The planned use of herbicides on vegetation around the telephone poles was also a subject for discussion. Selectmen said they had received a concerned letter on the matter. NStar community relations representative Jerry McDermott said the plan calls for using selective application of a “watered-down version of Roundup or Weed B Gon.” The spray would be part of a larger management plan involving cutting back vegetation, he said, and would involve a small crew with backpacks and nozzle spray. Selectmen asked that NStar bring the matter before the town board of health as a courtesy, which they agreed to do. Spokesmen also reported that construction on an undersea cable from Falmouth to the Vineyard will begin next month. Once completed, the cable will also help ease the electricity load of the Island.

Selectmen also approved a building permit for American Capital Alliance to begin work on the first phase of a planned solar array project, but plans for phase two remained ambiguous. The second phase is a 60-kilowatt array planned for the site of the town compost pile. But it cannot be permitted until the compost pile is moved to a new site, and any delays may mean that the project would no longer qualify for solar renewable energy credits from the state.

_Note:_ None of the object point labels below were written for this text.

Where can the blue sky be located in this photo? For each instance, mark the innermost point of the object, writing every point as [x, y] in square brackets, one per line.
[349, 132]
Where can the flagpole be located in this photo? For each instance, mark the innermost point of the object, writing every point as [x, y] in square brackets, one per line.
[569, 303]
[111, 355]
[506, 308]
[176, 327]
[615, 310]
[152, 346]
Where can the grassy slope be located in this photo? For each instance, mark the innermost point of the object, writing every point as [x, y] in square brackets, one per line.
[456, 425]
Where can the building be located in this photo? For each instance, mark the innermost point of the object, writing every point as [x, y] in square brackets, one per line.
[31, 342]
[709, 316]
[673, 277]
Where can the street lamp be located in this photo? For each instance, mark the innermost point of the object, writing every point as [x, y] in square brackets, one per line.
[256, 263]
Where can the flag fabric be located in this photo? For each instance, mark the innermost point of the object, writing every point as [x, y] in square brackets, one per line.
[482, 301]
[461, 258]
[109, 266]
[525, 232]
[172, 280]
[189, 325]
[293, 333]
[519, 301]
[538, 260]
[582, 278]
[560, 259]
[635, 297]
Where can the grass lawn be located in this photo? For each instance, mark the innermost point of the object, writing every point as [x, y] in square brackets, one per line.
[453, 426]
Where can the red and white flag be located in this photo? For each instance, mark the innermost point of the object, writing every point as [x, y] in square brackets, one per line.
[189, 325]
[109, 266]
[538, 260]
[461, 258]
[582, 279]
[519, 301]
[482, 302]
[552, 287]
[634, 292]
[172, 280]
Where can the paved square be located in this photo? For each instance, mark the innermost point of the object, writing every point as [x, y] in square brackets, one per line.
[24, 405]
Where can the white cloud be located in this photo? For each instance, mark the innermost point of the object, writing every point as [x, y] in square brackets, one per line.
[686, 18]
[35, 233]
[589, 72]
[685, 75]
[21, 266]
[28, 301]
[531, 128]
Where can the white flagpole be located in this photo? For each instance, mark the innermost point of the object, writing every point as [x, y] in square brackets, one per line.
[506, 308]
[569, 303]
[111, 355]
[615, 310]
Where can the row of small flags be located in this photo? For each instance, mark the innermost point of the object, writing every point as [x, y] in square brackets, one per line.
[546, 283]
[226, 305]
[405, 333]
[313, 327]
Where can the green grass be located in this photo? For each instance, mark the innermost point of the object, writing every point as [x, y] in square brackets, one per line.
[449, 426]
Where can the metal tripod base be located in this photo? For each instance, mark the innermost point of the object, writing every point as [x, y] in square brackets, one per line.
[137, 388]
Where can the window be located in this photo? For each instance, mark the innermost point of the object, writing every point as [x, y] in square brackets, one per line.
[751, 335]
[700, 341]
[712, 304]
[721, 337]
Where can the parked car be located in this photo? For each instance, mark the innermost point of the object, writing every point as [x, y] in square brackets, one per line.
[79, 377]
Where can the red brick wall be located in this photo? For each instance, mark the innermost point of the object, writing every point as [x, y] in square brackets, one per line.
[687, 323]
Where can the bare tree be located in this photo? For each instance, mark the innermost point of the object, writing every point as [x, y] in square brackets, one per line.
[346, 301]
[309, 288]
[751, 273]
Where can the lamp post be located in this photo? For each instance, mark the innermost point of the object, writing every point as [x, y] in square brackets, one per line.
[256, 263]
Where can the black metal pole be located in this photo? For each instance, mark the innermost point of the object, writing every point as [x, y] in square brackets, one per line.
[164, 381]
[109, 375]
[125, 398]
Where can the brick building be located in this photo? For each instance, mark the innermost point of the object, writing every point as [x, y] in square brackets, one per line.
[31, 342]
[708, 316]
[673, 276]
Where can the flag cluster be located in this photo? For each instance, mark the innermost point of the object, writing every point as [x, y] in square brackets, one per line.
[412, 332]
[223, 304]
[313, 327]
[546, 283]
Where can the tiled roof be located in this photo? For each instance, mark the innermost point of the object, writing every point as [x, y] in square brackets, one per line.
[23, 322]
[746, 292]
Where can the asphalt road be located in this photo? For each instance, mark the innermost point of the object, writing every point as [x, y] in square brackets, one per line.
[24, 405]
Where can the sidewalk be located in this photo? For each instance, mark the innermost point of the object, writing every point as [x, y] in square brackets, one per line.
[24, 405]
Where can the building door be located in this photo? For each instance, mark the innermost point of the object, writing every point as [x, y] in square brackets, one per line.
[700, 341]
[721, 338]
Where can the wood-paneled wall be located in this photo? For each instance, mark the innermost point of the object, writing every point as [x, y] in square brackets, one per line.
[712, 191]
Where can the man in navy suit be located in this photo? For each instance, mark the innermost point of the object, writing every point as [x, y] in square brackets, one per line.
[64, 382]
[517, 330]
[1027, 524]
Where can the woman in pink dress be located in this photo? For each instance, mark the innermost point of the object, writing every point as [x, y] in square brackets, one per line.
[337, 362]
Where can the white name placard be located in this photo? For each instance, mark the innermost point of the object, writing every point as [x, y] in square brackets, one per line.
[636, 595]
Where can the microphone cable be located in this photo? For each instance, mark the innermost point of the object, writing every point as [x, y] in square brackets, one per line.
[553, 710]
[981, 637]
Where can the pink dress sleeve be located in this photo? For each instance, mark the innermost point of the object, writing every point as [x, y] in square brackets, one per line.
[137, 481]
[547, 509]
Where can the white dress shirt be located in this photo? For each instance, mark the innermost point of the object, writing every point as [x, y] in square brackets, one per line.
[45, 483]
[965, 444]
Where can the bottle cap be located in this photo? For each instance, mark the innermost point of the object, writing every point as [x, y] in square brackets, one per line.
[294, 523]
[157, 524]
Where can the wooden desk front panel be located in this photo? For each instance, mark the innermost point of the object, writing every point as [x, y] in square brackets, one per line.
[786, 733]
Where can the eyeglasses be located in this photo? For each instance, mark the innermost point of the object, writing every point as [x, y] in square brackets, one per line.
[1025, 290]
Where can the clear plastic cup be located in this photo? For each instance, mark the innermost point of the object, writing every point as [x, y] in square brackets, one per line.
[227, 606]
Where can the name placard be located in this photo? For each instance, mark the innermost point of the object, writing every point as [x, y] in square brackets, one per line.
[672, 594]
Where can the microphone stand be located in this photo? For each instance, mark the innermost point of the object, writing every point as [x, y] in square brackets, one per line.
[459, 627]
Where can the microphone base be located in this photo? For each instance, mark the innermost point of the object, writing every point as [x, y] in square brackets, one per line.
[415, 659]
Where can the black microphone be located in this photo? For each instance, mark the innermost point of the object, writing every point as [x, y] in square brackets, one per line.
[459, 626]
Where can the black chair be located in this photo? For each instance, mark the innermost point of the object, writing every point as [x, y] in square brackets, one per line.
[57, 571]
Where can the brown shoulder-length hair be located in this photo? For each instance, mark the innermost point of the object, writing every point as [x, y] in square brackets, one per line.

“If we want to do this project we’ve got to do it posthaste,” said Bill Straw, a representative from the Cape and Vineyard Electric Cooperative (CVEC), the group coordinating the project.

In other business, selectmen voted to approve a new crosswalk on Spring street near the Tisbury school, and appointed Marilyn Yas to a crossing guard position. They also created a committee to work on redesign of the municipal parking lot next to Stop & Shop.